Cela apparaît lorsque la pression baisse de plus de 20 hectopascals (hPa) en vingt-quatre heures aux moyennes latitudes.
Dans le cas des Etats-Unis, la pression atmosphérique est brutalement descendue de 40 hPa en vingt-quatre heures, selon Yann Amice, météorologue chez Weather’n’co.
C’est le même phénomène qui avait été à l’origine, en France, de la tempête de 1999 restée dans les mémoires, ou de Xynthia, en 2010.
« Cela a entraîné la formation de conditions de tempête extrême à proximité du cœur de la dépression, avec des conditions particulièrement rudes », marquées notamment par des vents allant jusqu’à 80 km/h, du blizzard et des chutes de neige, indique Cyrille Duchesne.
Pour ce dernier, la rareté de cette tempête ne vient pas tant de ses causes une « bombe dépressionnaire, ça arrive régulièrement » mais bien de son intensité et du niveau de températures extrêmement bas :
« C’est ça qui fait que c’est exceptionnel ».
A quoi cela est-il dû ?
Tout simplement au fait que la tempête entraîne une plongée du vortex polaire, c’est-à-dire une masse d’air particulièrement froid venue de l’Arctique, vers les latitudes tempérées, porté par l’ondulation du jet-stream (courant d’altitude) et favorisé par des conditions anticycloniques sur le Pacifique.
Résultat : des chutes de températures parfois vertigineuses ont été constatées, comme à Denver où le thermomètre a perdu jeudi 33 degrés en à peine sept heures, enregistrant avec -31 degrés sa température la plus basse depuis 1990.
Combinés au blizzard et à la neige, les ressentis en plaine peuvent parfois atteindre les -55 degrés.
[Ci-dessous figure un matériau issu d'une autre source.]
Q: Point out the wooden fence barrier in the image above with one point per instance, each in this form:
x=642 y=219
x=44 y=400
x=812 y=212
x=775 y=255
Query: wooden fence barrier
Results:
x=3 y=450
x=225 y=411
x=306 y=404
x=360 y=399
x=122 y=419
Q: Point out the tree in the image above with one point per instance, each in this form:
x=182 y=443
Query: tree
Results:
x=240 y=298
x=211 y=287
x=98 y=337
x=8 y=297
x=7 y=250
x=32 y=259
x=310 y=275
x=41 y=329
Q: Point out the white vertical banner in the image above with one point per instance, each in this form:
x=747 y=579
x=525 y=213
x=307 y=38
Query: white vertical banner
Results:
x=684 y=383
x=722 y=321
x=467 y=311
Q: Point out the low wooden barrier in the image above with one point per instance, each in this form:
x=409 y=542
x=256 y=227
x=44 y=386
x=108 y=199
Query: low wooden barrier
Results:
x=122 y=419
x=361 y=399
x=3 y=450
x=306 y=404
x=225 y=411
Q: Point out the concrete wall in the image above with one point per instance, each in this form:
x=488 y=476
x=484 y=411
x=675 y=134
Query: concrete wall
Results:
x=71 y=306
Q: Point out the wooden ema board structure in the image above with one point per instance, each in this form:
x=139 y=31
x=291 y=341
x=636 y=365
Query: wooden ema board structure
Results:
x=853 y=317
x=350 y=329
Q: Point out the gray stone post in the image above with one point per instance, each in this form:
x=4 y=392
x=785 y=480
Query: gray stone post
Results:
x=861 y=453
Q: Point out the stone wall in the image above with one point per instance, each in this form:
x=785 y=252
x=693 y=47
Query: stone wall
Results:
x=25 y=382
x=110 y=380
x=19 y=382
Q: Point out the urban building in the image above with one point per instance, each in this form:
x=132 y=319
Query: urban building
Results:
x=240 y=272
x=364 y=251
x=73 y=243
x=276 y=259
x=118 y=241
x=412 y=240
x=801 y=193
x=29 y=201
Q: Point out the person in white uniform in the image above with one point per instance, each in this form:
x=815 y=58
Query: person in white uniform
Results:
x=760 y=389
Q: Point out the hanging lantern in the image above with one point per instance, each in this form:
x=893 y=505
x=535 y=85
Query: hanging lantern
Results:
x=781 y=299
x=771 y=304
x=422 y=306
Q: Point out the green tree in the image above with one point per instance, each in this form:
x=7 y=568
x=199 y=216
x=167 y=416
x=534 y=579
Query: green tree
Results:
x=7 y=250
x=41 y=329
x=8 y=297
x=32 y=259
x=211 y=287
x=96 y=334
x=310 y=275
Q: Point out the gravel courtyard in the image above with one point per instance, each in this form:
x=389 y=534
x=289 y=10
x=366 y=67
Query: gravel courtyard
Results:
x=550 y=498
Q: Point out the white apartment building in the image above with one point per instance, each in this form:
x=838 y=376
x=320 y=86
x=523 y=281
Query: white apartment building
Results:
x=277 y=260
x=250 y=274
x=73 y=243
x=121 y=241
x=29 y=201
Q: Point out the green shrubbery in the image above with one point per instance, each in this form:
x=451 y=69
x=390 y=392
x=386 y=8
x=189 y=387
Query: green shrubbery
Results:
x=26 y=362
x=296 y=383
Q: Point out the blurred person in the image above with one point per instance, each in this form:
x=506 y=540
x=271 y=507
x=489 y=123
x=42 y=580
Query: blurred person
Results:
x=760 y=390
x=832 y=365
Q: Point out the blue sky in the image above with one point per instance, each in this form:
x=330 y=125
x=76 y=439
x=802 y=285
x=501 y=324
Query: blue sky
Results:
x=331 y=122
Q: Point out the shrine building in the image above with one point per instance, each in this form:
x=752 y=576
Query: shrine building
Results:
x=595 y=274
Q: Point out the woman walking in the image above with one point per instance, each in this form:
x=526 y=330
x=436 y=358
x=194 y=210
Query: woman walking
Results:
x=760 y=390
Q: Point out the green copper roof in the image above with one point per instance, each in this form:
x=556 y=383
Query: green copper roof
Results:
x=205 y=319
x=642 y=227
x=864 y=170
Jusqu’à quand cet épisode va durer ?
Ce week-end, la dépression, située au niveau des Grandes Plaines et des Grands Lacs avant le week-end de Noël, s’est déplacée vers le Québec au courant du week-end.
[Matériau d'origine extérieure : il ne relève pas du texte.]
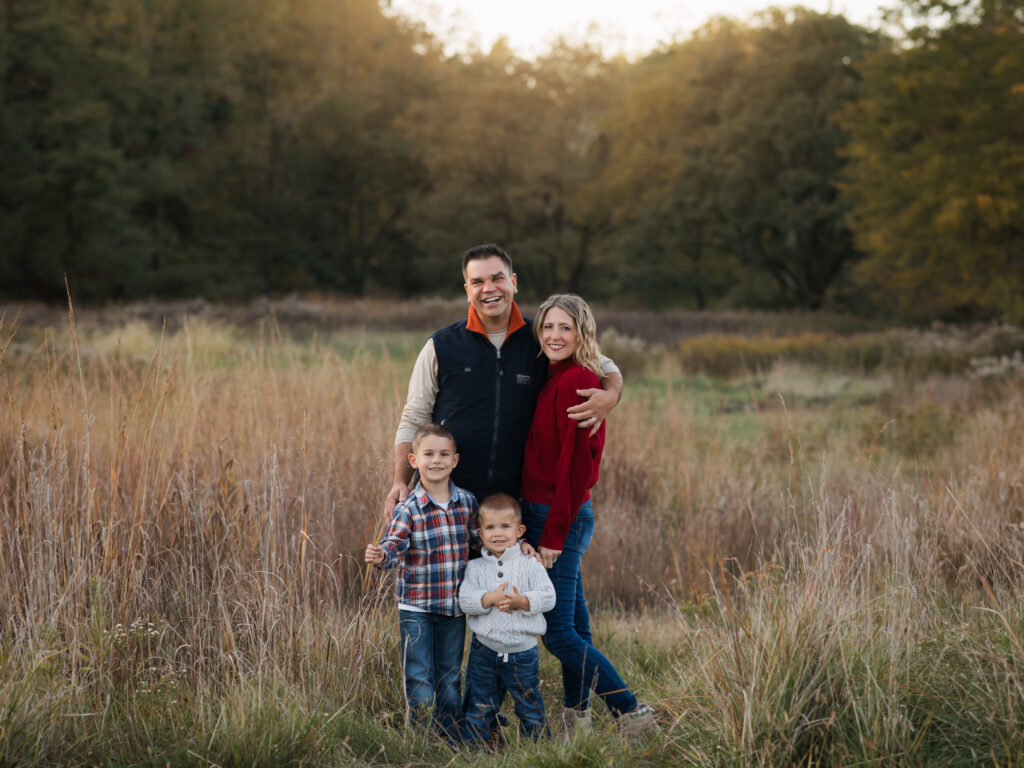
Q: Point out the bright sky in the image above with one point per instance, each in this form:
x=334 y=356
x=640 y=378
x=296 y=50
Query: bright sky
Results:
x=631 y=27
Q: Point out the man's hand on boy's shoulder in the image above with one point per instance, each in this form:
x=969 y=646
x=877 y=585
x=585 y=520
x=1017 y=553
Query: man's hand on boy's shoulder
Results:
x=527 y=549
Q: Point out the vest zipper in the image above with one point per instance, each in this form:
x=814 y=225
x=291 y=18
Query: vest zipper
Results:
x=498 y=409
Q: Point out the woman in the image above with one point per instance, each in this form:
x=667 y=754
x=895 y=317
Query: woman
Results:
x=559 y=468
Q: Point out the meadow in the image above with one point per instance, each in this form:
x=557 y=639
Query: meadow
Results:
x=809 y=549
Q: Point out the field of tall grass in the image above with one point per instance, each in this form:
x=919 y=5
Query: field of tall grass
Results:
x=810 y=541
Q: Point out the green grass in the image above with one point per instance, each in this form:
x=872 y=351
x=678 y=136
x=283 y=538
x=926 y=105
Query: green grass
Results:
x=809 y=561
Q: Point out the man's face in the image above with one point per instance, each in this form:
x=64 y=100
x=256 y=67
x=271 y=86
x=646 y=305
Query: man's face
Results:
x=489 y=288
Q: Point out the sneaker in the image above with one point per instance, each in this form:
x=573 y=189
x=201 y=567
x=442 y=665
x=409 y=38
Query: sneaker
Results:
x=640 y=722
x=577 y=723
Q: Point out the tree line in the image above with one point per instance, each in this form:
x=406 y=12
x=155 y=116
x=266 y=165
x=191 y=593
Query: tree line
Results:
x=238 y=147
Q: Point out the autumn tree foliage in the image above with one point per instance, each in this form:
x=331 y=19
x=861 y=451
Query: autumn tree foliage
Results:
x=237 y=148
x=936 y=163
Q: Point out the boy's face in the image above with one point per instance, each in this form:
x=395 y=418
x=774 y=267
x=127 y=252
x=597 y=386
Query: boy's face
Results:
x=435 y=458
x=500 y=529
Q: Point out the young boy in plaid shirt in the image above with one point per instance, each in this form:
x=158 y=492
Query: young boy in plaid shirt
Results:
x=428 y=540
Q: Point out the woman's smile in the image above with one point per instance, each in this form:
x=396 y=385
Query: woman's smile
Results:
x=558 y=335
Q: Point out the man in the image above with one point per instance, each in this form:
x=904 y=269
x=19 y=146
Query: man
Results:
x=480 y=378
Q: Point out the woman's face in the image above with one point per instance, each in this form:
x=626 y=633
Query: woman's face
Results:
x=558 y=335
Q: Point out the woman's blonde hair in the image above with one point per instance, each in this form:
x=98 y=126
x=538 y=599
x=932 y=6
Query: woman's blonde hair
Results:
x=588 y=353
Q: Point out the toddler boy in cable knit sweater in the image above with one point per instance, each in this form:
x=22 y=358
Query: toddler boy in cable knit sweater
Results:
x=504 y=596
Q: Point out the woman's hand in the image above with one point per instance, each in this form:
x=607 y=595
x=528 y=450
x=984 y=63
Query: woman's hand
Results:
x=548 y=556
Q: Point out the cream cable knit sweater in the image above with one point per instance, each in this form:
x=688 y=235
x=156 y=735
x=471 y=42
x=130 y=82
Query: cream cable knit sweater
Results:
x=517 y=631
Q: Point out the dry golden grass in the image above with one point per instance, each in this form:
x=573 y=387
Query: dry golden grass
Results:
x=181 y=517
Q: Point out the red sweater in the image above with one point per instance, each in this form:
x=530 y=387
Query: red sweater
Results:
x=562 y=461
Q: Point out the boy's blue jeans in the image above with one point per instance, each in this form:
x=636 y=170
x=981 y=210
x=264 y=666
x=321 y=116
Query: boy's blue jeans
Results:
x=568 y=637
x=488 y=674
x=431 y=657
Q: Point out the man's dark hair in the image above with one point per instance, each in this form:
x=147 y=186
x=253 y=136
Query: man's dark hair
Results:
x=485 y=252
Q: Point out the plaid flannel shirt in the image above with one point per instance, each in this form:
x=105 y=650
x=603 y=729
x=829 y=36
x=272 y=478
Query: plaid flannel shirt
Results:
x=429 y=545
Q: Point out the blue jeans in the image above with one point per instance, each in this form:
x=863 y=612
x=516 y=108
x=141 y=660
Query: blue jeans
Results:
x=488 y=675
x=431 y=657
x=568 y=637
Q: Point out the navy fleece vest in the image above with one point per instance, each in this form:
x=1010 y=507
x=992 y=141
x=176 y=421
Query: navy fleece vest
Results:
x=486 y=397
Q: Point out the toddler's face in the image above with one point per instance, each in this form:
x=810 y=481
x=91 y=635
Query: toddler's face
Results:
x=500 y=529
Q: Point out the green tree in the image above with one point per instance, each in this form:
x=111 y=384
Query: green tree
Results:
x=779 y=148
x=936 y=171
x=68 y=189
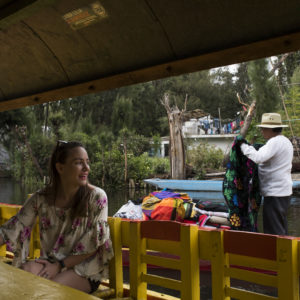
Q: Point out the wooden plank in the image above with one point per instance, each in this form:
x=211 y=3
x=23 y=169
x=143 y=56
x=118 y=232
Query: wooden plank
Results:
x=250 y=244
x=18 y=284
x=259 y=49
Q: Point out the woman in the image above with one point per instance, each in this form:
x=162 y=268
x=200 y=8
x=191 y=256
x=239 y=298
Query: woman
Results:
x=74 y=234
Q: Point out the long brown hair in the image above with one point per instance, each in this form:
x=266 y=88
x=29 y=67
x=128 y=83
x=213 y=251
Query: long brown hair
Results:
x=80 y=199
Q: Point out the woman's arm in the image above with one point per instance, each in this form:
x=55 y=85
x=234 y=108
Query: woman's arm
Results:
x=52 y=269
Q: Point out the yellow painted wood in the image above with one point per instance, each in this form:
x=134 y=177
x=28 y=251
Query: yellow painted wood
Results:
x=250 y=262
x=288 y=270
x=162 y=281
x=255 y=277
x=17 y=284
x=218 y=261
x=125 y=233
x=190 y=263
x=170 y=247
x=247 y=295
x=161 y=261
x=116 y=264
x=138 y=288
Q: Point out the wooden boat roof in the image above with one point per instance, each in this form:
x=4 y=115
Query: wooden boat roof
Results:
x=56 y=49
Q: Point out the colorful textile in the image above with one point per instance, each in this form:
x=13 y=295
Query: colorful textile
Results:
x=241 y=189
x=165 y=205
x=60 y=236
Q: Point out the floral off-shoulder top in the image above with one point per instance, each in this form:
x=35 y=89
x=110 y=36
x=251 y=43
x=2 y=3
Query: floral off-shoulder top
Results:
x=60 y=237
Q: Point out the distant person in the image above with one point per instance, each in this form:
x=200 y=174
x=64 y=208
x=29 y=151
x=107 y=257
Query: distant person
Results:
x=274 y=161
x=74 y=234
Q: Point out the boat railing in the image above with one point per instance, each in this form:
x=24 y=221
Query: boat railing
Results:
x=259 y=259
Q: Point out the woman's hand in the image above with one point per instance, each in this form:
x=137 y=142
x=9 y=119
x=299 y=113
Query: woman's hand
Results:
x=49 y=270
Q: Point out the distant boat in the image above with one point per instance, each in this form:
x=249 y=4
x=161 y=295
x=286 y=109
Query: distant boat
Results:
x=195 y=185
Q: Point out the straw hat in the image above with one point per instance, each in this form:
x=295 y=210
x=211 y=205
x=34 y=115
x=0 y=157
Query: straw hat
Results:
x=271 y=120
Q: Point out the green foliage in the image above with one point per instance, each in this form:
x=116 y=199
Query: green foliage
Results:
x=160 y=165
x=102 y=122
x=122 y=114
x=205 y=157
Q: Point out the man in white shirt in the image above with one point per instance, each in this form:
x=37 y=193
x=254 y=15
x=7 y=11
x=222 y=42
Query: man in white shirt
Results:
x=274 y=161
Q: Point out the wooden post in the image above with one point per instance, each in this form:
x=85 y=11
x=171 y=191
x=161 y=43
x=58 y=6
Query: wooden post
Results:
x=177 y=151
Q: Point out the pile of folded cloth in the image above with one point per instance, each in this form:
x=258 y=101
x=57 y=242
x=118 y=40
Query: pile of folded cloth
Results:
x=177 y=206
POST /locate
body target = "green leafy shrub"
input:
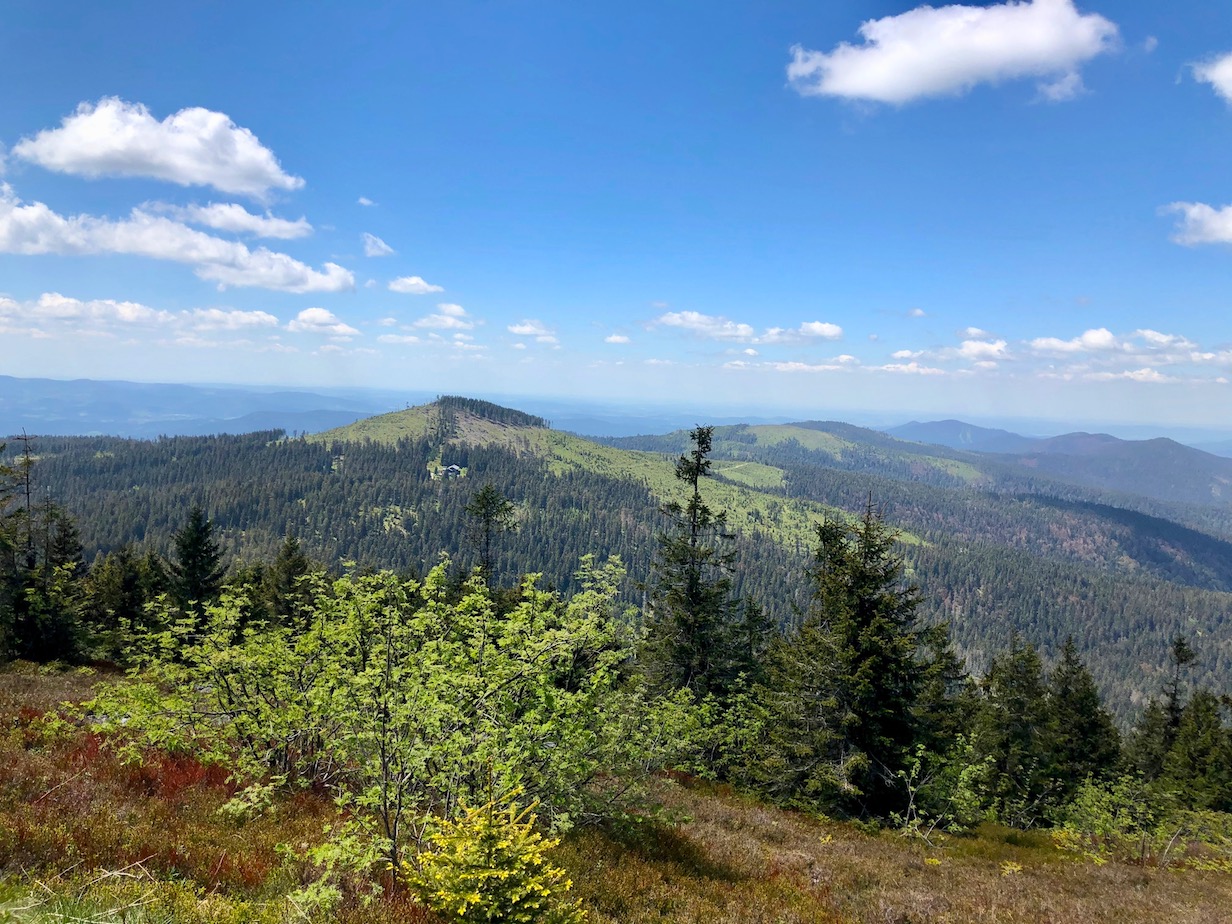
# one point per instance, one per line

Lundi matin, dans son bulletin, le National Weather Service (NWS) a indiqué qu’« une grande partie de l’est des Etats-Unis resterait soumise à un froid intense jusqu’à ce lundi, avant des tendances plus modérées mardi » et parle même d’un retour « aux normales saisonnières d’ici le milieu de semaine prochaine ».
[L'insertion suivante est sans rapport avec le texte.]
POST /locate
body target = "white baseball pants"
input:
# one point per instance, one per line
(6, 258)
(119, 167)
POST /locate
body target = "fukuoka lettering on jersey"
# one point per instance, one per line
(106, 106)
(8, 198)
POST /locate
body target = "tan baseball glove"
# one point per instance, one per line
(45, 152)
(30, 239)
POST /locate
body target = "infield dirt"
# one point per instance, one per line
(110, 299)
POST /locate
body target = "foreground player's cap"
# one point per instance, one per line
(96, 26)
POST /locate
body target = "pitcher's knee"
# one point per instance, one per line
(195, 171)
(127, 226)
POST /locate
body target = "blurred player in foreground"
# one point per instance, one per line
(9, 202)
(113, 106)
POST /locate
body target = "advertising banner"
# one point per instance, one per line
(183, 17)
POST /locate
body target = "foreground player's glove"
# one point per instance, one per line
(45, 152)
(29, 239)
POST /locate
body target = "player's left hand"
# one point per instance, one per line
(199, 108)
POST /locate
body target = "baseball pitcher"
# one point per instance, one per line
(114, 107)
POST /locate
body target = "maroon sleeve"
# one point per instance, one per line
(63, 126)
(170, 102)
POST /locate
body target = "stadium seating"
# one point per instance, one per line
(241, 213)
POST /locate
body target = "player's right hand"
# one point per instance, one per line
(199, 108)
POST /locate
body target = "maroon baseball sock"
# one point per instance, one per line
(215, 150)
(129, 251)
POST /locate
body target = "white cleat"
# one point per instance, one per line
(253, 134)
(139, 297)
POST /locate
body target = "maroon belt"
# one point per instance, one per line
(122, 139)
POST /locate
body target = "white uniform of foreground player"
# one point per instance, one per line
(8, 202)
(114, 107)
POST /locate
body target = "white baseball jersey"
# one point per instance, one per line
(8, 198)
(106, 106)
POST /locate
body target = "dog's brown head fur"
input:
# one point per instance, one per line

En attendant, les autorités américaines invitent les habitants des Etats du Nord a toujours ne pas se déplacer pour éviter des accidents en raison de l’épaisseur de la neige toujours très importante sur une bonne partie du territoire.
« Un froid de cette ampleur pourrait provoquer en quelques minutes des engelures sur la peau exposée, ainsi que de l’hypothermie et la mort si l’exposition est prolongée », a de son côté alerté le National Weather Service américain.
Et cela rend tout déplacement « dangereux voire parfois impossible ».